I had huge trama in my heart, and head. I needed the medicine to normalize me. Until I could fully trust God. I am going to take it until God tells me to stop, and my dr tells me to stop. Everyone is different, everyone has different issues. So some people may need something extra. It sometimes takes years to get healed. Because yes God can heal all, but he needs you to want it, and to seek it. And sometimes it takes people alot longer to want and seek it.

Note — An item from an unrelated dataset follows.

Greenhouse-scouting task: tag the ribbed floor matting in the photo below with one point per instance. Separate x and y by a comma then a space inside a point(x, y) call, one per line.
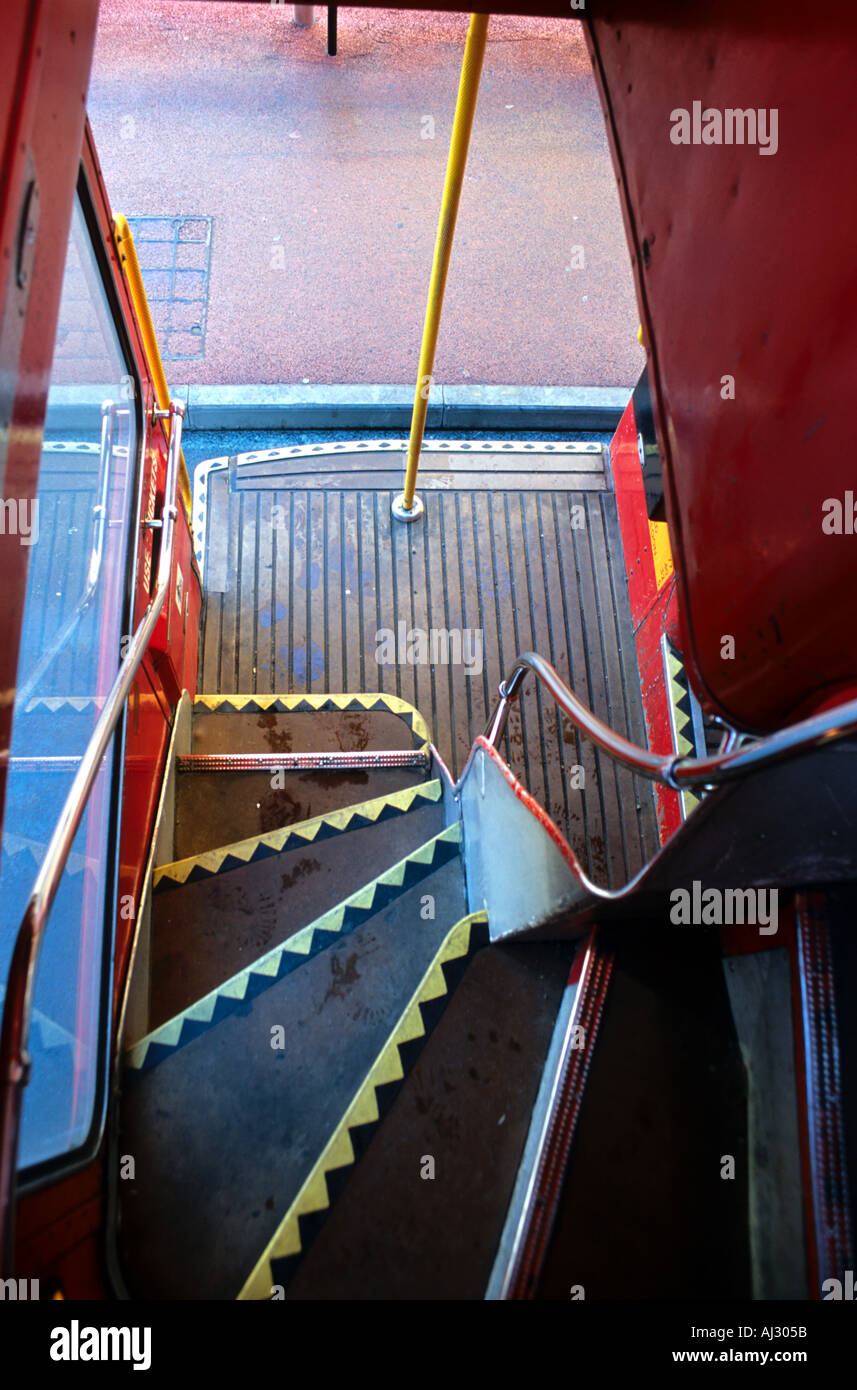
point(303, 584)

Anti depressants are a help. Sometimes there are just people that have embalances in thier brain or something. And a pill once a day evens it out. Or there is a scizophrenic person, that needs that medicine to survive everyday. People should not bash people or judge because of something people do. That is between them and God. This world is cruel, and there are always going to be horrible stuff out there happening. So we need these things to help. It's like saying, well we don't need this "christian self help book" we just need to cry out to God. Trust God. Well yes cry out and trust him. But God uses these things for stepping stones. Some people don't have enough faith, or trust to fully surrender to God. Think about it. Some people have been so hurt, abused, broken. Why would they want to trust another person, or even a God they cannot see? It takes a long time. Lots of therapy, maybe some mood stablizers. Etc. I have a accountability partner. She was on anxiety pills for years. A couple years ago, after many therapy, support groups, praying, reading the bible, trusting God, following God. She finally was able to get off the medicine. But if she didn't have that medicine for those years, she wouldn't of gotten to where she was.
When your depressed you don't want to eat, you don't want to sleep. Your impulsive, irratible. Etc. The medicine helps ease those things. If the depressed person didn't have that, they would have a hard time getting motivated to read thier bible, pray, etc etc. Because to a depressed person, every little task is like a mountain. I know this because I lived it.